Paris-Roubaix

Hugo Houle, 84e survivant de Paris-Roubaix

Antoine Duchesne, forcé à l’abandon à la suite d’une chute

Montréal, 8 avril 2018 – Déjà assuré de sa place dans les livres d’histoire de son sport, le champion du monde en titre Peter Sagan (Bora-hansgrohe) a ajouté un autre trophée à son impressionnant palmarès : celui du pavé remis au vainqueur de Paris-Roubaix.
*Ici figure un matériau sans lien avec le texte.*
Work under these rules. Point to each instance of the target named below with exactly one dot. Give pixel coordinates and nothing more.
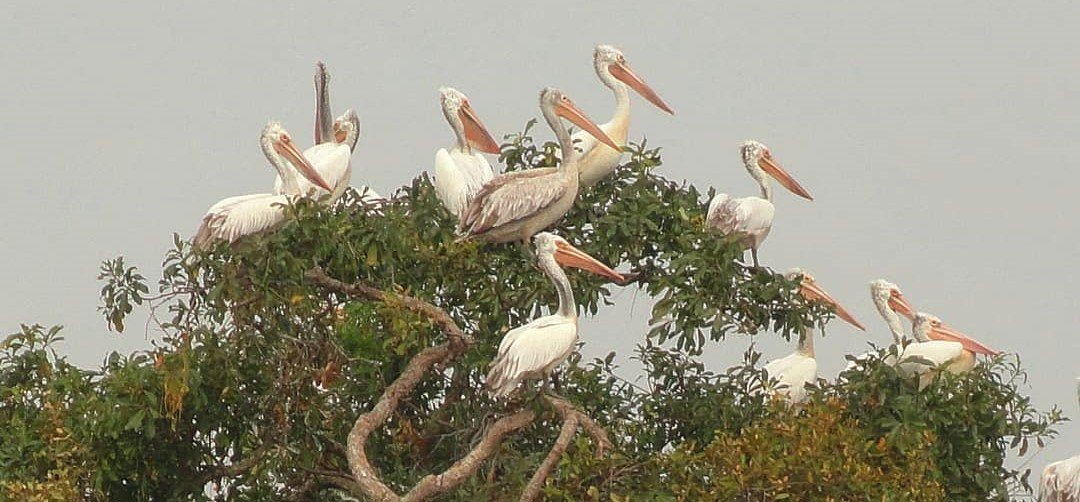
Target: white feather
(792, 375)
(332, 160)
(1061, 482)
(748, 217)
(531, 351)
À cette course sans pitié, les deux Québécois inscrits auront connu des sorts différents dimanche. Hugo Houle (Astana), 84e du jour dans un petit groupe qui a accusé 15 minutes de retard sur Sagan, a franchi la ligne d’arrivée au vélodrome de Roubaix pour la quatrième fois de sa carrière. Quant à Antoine Duchesne (Groupama-FDJ), il a chuté et a dû abandonner.

Le Slovaque s’est extirpé du groupe des favoris à 54 kilomètres de l’arrivée. Il a ensuite rejoint l’échappée du jour au sein de laquelle seul le Suisse Silvan Dillier (AG2R-La Mondiale) a été en mesure de s’accrocher à lui. Les deux ont su tenir le coup jusqu’à la fin pour ensuite batailler pour le sprint final après 257 kilomètres d’effort.

Le rôle d’équiper joué par Houle a été suspendu après que le leader de sa formation Magnus Cort Nielsen ait abandonné avec 140 kilomètres à faire. Le cycliste de Sainte-Perpétue était dans le peloton principal lorsqu’un ennui mécanique est survenu à un secteur clé de l’épreuve, la tranchée d’Arenberg.

« Je n’ai pas trop compris ce qui s’est passé, sauf que j’ai violemment passé dans un trou et n’ai jamais revu la tête de la course. »

La voiture de son équipe étant en 15e place dans la caravane, Houle a dû rouler pendant une quinzaine de kilomètres avant de voir un mécano venir à sa rescousse.

« J’ai plus d’expérience, alors je demeure plus calme lorsqu’il y a des situations qui sont critiques. Cela m’aide à canaliser mon énergie, mais honnêtement, aujourd’hui (dimanche), je ne me sentais pas super bien physiquement. Je suis fatigué des Classiques et j’étais un peu juste. J’ai fait du mieux que je pouvais. Je suis content d’avoir terminé. »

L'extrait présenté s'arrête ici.